Question posée en séance, et publiée le 1er avril 2026


PROPOS RACISTES À L'ENCONTRE DE BALLY BAGAYOKO

Mme la présidente . La parole est à M. Éric Coquerel.

M. Éric Coquerel . La honte ! (Exclamations sur quelques bancs du groupe RN.)

Vous devriez être accablés de honte, vous, médias et responsables politiques dont plusieurs siègent ici, qui avez alimenté une campagne raciste et plus particulièrement négrophobe. (Applaudissements sur les bancs des groupes LFI-NFP et EcoS ainsi que sur quelques bancs du groupe SOC.)

M. Julien Odoul . C'est vous, les racistes !

M. Éric Coquerel . Un racisme doublé de mépris de classe à l'encontre d'élus issus de villes populaires et - comble pour vous - Insoumis ou assimilés par vous à La France insoumise. (Mêmes mouvements.)

Bally Bagayoko a concentré tous vos tirs, jusqu'aux saillies sur CNews de ceux qui ont convoqué un imaginaire raciste pour le comparer à un grand singe et la ville de Saint-Denis à une tribu primitive.

Bally Bagayoko a concentré tous les tirs, parce que, maire de la deuxième ville d'Île-de-France, il se revendique héritier de l'immigration et que son programme de rupture a été plébiscité par les électeurs. (Mêmes mouvements.)

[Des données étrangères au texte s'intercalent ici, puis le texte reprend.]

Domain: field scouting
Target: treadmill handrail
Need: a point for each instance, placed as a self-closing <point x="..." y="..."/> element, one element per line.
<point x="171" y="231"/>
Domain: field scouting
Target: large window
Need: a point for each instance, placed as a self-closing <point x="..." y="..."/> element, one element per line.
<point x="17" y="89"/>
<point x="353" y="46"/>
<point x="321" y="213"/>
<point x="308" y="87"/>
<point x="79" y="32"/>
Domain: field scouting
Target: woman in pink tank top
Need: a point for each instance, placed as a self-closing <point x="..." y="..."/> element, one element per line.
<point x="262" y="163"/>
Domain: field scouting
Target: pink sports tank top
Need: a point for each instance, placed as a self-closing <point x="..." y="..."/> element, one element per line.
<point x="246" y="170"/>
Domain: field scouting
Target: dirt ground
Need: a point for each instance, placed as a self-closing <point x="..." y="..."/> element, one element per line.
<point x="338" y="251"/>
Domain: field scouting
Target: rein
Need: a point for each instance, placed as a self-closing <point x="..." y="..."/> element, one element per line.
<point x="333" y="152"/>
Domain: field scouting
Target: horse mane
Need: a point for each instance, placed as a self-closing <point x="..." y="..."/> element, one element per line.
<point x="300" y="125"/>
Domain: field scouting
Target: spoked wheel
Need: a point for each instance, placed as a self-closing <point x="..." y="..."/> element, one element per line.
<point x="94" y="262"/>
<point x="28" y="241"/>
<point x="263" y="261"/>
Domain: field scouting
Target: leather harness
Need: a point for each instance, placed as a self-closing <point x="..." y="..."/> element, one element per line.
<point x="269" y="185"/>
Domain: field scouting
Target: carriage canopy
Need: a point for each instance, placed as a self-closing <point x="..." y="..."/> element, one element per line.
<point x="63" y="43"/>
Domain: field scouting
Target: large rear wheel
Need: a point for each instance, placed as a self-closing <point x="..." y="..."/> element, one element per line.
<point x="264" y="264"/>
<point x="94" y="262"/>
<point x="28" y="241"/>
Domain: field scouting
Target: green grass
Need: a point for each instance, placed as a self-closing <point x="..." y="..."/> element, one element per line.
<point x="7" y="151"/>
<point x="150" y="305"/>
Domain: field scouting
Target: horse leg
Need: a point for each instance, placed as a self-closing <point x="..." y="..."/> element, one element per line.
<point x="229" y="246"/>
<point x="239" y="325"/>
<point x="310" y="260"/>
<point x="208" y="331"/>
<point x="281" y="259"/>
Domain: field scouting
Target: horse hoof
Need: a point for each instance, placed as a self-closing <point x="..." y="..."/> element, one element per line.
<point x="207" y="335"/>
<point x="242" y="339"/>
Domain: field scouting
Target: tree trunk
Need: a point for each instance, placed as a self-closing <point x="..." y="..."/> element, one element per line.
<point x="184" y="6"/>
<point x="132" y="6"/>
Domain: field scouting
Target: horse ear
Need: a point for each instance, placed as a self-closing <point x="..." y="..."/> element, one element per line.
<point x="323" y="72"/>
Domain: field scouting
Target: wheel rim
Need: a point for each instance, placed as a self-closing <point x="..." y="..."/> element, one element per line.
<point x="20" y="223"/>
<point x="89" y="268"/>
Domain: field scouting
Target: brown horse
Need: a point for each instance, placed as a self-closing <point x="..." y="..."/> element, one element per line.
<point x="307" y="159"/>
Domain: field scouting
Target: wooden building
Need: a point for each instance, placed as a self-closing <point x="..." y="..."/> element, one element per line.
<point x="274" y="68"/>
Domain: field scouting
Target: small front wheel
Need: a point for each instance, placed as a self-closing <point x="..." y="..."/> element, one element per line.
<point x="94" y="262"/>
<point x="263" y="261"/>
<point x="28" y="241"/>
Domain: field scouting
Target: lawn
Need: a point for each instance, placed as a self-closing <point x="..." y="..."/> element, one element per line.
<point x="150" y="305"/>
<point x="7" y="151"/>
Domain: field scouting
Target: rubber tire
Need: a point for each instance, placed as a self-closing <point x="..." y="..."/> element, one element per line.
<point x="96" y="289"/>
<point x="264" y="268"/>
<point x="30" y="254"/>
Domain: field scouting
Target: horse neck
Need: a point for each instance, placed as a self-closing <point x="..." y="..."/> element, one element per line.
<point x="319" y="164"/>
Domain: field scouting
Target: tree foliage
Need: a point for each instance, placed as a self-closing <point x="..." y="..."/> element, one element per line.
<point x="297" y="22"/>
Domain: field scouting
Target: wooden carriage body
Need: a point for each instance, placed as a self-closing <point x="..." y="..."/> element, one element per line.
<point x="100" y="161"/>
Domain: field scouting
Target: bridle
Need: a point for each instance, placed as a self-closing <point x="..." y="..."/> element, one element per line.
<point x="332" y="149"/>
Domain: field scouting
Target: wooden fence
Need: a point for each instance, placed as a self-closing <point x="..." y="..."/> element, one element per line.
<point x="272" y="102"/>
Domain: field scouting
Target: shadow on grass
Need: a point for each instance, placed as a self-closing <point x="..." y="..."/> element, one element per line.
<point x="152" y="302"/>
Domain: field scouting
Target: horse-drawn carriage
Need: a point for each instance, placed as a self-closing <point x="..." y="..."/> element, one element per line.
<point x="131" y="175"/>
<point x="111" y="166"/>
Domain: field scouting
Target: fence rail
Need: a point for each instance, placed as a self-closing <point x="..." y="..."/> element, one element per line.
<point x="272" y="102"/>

Parce que par essence, vous l'estimez illégitime depuis votre supériorité construite de caste, de classe et, consciemment ou pas, de race. Ce dernier concept a été inventé par le système que vous perpétuez, pour asseoir sa domination et justifier l'esclavage et la colonisation.

Oui, diffamer Bally Bagayoko en dénonçant sans preuve ses accointances avec des dealers, c'est du racisme ! (Mêmes mouvements.)

Oui, la campagne contre ces nouveaux maires et leurs soutiens, fustigés pour quelques huées, pourtant si fréquentes lors des soirées électorales, c'est du racisme ! (Mêmes mouvements.)

« Séditieux », aurait osé le président Macron. « Abject », a dit M. Attal. Oui, les rappels à l'ordre des ministres Nuñez, Amiel et Berger, c'est du racisme ! (Mêmes mouvements.)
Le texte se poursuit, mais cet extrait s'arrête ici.